Le géant allemand Volkswagen vient d’annoncer un plan de réduction de coûts massif : 50.000 suppressions d’emplois en Allemagne d’ici 2030. Une décision spectaculaire qui illustre la crise profonde traversée par l’industrie automobile européenne. Après une année 2025 catastrophique — la pire depuis le scandale du Dieselgate — le groupe doit restaurer sa rentabilité tout en investissant massivement dans l’électrique, les logiciels et les batteries.

Derrière ces restructurations se dessine une transformation plus large : demande mondiale moins dynamique, concurrence chinoise agressive et montée en puissance de l’intelligence artificielle dans la conception et la production automobile. Autrement dit, un secteur qui change de nature.
50.000 postes supprimés d'ici à 2030
2025 a été une année particulièrement difficile pour le groupe Volkswagen. Le géant de l’industrie automobile allemand a enregistré une chute massive de ses bénéfices suite au scandale Dieselgate. Au total, Volkswagen a livré 9 millions de véhicules, soit 0,2% de moins par rapport à l’année précédente. Le bénéfice opérationnel a chuté d’environ 53% pour atteindre 8,9 milliards d’euros.

Le bénéfice net a également diminué de moitié et s’est établi à 6,9 milliards d’euros. C’est le niveau le plus bas atteint depuis 2016. Pourtant, les charges n’ont cessé d’accroître. Les tarifs douaniers imposés par Donald Trump ont aussi fait grimper de 3 milliards d’euros les charges. A tout cela s’ajoute le coût de la restructuration dont le coût s’élève à 1 milliard d’euros. Ces charges additionnelles ont généré la baisse de la marge opérationnelle.
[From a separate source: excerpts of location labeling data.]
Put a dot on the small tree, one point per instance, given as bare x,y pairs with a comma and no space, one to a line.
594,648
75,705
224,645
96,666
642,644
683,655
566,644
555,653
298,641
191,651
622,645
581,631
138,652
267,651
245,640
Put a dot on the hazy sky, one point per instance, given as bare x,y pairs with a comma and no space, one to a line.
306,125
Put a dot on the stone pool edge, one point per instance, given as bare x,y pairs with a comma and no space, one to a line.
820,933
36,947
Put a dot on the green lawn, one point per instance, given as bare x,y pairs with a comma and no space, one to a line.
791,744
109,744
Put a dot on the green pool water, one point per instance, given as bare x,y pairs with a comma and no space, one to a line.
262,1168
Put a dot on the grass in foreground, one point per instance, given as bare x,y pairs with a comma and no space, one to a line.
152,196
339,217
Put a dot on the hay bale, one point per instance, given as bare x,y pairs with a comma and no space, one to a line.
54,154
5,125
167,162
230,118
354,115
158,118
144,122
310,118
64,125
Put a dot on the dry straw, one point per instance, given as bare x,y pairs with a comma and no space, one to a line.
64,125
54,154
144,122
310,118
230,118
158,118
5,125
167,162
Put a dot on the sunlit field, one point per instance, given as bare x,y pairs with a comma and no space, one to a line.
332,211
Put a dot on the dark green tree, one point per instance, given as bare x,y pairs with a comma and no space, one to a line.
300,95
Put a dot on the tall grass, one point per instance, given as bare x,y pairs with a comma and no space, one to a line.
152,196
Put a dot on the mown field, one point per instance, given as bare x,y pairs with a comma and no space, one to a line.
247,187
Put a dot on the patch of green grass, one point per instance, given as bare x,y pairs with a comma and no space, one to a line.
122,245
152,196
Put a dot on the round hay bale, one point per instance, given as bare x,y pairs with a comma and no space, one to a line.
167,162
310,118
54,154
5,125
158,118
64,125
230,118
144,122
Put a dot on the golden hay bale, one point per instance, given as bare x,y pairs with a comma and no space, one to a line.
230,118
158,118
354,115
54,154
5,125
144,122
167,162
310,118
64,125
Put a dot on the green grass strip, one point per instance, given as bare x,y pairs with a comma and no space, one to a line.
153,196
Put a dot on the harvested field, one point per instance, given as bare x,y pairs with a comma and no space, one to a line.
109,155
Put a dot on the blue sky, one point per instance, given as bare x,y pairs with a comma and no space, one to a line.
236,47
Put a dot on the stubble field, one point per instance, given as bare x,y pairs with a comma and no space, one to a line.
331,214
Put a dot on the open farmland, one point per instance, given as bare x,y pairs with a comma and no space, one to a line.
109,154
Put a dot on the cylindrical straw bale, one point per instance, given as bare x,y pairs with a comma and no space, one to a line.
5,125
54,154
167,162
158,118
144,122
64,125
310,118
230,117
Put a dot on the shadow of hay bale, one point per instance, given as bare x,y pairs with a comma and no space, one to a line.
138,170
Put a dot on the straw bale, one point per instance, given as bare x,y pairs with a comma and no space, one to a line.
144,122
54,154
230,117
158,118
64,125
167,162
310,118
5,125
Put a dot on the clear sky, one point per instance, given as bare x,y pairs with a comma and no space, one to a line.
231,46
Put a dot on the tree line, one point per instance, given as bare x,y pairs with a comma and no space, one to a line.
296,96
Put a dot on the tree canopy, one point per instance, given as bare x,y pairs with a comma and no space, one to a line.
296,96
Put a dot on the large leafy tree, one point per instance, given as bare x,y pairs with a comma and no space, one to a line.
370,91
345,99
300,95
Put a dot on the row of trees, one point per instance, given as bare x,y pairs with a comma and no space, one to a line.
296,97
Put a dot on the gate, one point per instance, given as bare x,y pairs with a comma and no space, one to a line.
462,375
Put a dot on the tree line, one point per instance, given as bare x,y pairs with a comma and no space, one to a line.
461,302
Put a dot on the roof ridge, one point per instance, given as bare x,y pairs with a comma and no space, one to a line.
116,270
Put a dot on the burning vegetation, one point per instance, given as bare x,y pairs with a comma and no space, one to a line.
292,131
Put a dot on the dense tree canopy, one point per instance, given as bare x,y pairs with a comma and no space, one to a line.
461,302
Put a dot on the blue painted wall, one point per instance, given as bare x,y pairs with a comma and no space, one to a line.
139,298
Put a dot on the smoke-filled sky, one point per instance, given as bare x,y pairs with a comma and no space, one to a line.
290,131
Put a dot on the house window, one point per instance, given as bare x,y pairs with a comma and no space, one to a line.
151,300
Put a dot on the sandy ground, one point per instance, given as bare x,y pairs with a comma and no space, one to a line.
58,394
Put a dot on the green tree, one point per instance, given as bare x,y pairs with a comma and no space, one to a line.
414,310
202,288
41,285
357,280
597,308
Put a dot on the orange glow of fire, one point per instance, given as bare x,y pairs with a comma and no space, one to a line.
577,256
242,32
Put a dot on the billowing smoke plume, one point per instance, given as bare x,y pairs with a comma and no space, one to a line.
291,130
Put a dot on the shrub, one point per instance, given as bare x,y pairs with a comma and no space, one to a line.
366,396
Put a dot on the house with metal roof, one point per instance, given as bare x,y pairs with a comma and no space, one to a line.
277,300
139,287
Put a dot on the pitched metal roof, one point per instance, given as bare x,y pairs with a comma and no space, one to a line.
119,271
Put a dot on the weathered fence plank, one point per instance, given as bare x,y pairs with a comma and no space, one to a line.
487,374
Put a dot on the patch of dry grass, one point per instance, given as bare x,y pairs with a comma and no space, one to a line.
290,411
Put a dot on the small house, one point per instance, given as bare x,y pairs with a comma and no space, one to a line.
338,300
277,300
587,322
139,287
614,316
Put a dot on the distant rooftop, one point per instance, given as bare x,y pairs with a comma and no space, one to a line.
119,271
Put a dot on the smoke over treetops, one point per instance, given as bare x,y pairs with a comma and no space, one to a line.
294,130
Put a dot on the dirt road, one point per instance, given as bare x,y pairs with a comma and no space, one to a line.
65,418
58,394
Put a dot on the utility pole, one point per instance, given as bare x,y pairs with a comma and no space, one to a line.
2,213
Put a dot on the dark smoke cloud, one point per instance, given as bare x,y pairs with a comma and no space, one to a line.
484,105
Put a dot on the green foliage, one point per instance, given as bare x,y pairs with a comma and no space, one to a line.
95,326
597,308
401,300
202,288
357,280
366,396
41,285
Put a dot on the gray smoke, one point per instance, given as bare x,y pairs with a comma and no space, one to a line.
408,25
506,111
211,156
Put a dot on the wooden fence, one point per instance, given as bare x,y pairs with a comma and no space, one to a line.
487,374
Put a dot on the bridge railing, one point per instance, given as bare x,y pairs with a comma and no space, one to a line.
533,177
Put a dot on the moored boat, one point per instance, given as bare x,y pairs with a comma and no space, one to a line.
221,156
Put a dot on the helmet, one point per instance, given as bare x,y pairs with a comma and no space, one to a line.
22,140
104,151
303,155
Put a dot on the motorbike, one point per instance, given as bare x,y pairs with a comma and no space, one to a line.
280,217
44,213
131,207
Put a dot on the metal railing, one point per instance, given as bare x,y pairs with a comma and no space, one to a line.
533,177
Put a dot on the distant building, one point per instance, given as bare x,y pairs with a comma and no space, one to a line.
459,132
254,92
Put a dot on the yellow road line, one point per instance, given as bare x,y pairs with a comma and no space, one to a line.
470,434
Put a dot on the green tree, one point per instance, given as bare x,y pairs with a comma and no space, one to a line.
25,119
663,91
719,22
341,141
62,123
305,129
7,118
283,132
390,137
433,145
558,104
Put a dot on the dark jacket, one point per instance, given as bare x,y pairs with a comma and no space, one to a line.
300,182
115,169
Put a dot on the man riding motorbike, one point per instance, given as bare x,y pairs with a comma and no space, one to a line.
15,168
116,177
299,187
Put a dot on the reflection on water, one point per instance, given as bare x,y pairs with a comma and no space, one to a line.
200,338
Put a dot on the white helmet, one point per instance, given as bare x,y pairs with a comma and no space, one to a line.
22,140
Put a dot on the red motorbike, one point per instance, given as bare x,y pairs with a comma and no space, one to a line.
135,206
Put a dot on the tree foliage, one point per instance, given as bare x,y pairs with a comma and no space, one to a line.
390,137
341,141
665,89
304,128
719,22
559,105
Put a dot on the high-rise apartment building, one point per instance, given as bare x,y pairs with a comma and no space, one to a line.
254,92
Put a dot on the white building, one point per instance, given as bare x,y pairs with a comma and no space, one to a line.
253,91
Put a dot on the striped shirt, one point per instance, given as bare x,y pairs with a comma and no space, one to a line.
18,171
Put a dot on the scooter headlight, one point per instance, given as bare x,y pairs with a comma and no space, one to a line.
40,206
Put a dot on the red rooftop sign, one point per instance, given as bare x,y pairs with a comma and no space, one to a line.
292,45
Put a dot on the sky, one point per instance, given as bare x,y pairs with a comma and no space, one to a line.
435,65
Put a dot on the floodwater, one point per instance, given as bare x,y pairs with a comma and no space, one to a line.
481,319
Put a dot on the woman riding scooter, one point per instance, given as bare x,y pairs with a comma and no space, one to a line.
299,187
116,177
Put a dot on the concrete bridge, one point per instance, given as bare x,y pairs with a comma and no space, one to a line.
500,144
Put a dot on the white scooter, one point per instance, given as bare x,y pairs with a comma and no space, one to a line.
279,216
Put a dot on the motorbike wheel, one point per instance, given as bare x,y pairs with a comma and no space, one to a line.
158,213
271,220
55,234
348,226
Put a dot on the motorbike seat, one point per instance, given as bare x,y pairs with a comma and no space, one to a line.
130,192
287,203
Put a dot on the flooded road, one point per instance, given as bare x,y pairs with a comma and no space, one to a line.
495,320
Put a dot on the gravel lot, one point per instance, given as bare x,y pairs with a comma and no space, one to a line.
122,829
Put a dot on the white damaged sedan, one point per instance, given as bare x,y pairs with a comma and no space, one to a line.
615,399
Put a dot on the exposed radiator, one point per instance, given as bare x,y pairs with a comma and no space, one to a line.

Mardi, lors d’une conférence de presse, le directeur financier, Arno Antlitz, a annoncé la décision du groupe de maintenir et de renforcer sa politique d’austérité. « Nous devons poursuivre nos efforts pour réduire les coûts (…) et simplifier nos processus, afin d’accroître durablement notre rentabilité », a-t-il déclaré. 50.000 emplois seront donc supprimés d’ici 2030.
La transition électrique : un suicide budgétaire
L’argument des dirigeants de Volkswagen est que ces suppressions d'emplois sont nécessaires pour "investir massivement dans l'avenir". Quel avenir ? Celui d’une transition électrique imposée par la technocratie bruxelloise, sans filet industriel. Le changement de stratégie électrique de Porsche a à lui seul coûté 5 milliards d’euros en charges, pulvérisant son résultat opérationnel.
On sacrifie 50.000 familles sur l’autel d’une rentabilité future hypothétique. C’est le choix des élites : préférer des usines automatisées et des logiciels médiocres plutôt que de défendre un tissu industriel et des emplois qualifiés.
Le groupe aux dix marques compte réaliser plus de 6 milliards d’euros d’économies annuelles grâce à cette décision. Il vise aussi à augmenter sa marge opérationnelle de 4 à 5,5% et de 8 à 10% d’ici à 2030. Pour rappel, les réductions d’effectifs annoncées en 2024 ont permis à Volkswagen d’économiser 1 milliard d’euros en 2025.
L’automobile à l’heure de l’intelligence artificielle
Un autre bouleversement se profile : l’intégration massive de l’IA dans l’industrie automobile.

Le logiciel devient désormais central : conduite autonome, optimisation des batteries, maintenance prédictive, production automatisée. Volkswagen a déjà investi plusieurs milliards dans sa filiale logicielle Cariad, qui fait pourtant elle aussi l’objet de restructurations.
Dans ce modèle émergent, la valeur se déplace :
- de la mécanique vers le logiciel
- de l’assemblage vers la donnée et l’algorithme
- de la production de masse vers l’automatisation intelligente

À terme, certaines fonctions industrielles pourraient être largement remplacées par des systèmes automatisés, réduisant mécaniquement les besoins en main-d’œuvre.

Volkswagen n’est pas le seul malade ; il est le baromètre d’une Europe qui se résigne. Face à la puissance de frappe chinoise et à l’atonie de la demande occidentale, la réponse de nos élites est toujours la même : l’austérité sociale et le ruissellement technologique. On supprime 50.000 postes en Allemagne, on ferme des usines historiques, et on investit dans des batteries made in Canada. Pendant ce temps, la Chine, elle, continue de produire, d’innover et de conquérir. Le déclin de l’Occident ne se joue pas sur les champs de bataille, mais bien dans l’incapacité de ses industriels à comprendre que la voiture du futur ne se fabrique plus avec les certitudes du passé.